Dr Matthew Sleeman (Oak Hill College, London), who has PhDs in both human geography and New Testament, combined his two fields in a fascinating study of Paul’s final visit to Jerusalem in Acts 21. Using ideas from legal geography, he spoke of the ‘nomosphere’ where life is given norms and structure by particular perspectives and visions of the city. He read Acts 21 as portraying a clash of such visions, showing that this clash is both ‘needed and needled’ by Paul’s mission among both Jews and Gentiles—and that Jerusalem, where Luke’s story in Acts begins, is the critical locale for this clash.
Professor David Horrell (University of Exeter) is working on the International Critical Commentary on 1 Peter, and gave us a foretaste of his thinking in looking at what we can say about the location of 1 Peter when we recognise that we cannot be completely confident of the location of ‘Babylon’ (1 Peter 5:13) and the diaspora of believers (1 Peter 1:1).
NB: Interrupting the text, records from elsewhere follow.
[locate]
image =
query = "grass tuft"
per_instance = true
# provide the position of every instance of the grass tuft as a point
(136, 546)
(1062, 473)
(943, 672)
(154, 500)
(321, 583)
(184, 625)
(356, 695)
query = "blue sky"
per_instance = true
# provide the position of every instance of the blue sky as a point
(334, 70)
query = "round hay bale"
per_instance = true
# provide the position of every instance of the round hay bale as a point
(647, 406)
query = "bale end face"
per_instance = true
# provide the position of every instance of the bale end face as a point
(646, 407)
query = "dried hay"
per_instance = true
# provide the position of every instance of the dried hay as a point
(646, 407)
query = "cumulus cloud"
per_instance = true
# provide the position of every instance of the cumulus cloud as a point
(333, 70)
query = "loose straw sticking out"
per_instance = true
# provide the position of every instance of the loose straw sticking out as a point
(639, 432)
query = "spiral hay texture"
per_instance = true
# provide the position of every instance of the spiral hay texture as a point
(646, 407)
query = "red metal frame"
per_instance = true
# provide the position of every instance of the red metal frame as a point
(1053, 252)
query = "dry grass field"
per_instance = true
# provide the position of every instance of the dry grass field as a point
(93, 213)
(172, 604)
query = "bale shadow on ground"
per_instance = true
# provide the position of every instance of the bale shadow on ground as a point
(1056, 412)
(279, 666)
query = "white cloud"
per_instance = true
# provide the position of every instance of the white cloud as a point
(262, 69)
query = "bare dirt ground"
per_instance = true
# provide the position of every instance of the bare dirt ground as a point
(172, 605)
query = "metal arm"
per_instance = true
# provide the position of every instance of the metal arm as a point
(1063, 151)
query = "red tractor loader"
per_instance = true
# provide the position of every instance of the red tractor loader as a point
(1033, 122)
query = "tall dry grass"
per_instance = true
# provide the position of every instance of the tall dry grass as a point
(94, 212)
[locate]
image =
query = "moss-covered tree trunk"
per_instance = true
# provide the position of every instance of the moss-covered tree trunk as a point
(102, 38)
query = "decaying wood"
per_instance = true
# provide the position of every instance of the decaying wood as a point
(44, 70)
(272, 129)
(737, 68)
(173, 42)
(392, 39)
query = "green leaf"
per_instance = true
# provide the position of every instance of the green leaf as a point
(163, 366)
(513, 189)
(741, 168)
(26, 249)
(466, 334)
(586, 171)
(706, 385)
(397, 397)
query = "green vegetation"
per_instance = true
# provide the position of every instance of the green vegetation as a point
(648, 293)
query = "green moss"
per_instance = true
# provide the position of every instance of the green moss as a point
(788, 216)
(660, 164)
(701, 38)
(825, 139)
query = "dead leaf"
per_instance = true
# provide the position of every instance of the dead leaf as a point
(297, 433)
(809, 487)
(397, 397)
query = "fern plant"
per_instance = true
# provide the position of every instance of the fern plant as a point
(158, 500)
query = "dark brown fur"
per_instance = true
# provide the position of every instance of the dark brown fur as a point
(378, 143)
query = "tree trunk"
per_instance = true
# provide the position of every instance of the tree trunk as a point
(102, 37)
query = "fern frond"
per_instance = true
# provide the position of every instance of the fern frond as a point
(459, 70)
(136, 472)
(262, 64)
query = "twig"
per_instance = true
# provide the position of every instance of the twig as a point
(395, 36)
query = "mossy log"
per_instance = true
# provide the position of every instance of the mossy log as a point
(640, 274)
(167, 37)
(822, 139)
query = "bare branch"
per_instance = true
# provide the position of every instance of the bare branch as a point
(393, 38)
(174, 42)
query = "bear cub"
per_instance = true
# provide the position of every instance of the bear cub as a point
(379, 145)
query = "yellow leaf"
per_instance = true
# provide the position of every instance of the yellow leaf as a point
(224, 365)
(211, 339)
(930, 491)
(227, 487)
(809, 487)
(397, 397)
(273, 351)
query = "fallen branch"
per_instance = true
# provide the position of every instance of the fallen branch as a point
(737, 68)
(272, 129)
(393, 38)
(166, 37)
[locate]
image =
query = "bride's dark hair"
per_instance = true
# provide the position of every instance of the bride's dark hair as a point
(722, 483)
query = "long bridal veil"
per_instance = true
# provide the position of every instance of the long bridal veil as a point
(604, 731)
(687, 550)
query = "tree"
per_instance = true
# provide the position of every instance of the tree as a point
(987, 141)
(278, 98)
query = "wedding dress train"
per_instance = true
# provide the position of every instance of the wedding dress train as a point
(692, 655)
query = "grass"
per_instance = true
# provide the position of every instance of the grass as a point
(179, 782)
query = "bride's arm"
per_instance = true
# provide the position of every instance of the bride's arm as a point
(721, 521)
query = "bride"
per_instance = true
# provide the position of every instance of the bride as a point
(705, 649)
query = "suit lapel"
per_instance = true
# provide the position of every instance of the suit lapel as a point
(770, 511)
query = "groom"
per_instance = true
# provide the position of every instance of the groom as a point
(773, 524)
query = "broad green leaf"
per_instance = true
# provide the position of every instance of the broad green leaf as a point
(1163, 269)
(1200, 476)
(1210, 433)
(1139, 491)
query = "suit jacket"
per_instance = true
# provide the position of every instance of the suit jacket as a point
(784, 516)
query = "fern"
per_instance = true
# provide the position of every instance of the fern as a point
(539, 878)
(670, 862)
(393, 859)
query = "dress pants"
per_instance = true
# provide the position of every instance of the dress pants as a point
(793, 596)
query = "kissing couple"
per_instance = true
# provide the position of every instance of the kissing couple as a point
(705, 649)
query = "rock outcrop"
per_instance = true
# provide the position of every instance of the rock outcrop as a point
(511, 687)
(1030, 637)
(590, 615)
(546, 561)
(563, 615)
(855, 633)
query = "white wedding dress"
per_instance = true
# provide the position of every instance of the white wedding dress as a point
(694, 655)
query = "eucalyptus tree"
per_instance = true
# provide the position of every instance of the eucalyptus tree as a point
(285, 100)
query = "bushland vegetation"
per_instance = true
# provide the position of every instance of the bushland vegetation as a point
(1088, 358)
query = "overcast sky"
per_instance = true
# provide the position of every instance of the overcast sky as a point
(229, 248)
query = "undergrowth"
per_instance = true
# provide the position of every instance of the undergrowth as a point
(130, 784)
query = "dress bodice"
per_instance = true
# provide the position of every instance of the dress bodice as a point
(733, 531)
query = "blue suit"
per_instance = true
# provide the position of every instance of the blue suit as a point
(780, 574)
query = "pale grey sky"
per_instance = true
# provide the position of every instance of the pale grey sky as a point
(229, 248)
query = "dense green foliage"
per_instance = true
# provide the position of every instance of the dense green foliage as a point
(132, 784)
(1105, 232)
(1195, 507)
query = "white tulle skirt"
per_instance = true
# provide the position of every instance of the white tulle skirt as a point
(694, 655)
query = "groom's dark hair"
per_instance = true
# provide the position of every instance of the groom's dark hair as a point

Professor Horrell argued cogently that the more significant issue is how the locations involved are constructed, and he considered the ‘symbolic geography’ of the cities along with the portrait of the believing communities as a temple of living stones (1 Peter 2:5). A fascinating taster for more that is to come!
Wei-Hsien Wan (PhD student, University of Exeter) explored 1 Peter further, focusing on the theme of displacement. The author characterises his readers as ‘resident aliens and strangers’ (1 Peter 2:11), and this constitutes (he argued) an act of spatial production—it challenges Rome’s claims of power, notably expressed in the Anatolian imperial cults, and offers an ‘alternative spatial imagination’ which provides believers with a way to understand and validate their experience of non-belonging in Roman Asia Minor.
Three papers opened up particular aspect of the Jewish/Judaean culture and settings of the first century. Dr Jutta Leonhardt-Balzer (University of Aberdeen) opened up Philo’s thinking, as an urban hellenised Jewish living in Alexandria, and compared and contrasted his view of the city with Paul’s. Philo’s dislike of cities is interesting, particularly given that he was a city-dweller and regarded Jerusalem as the ‘home city’ of the Jewish people, and Dr Leonhardt-Balzer argued that a similar view can be found in Paul’s view of that city, although not at all uncritically.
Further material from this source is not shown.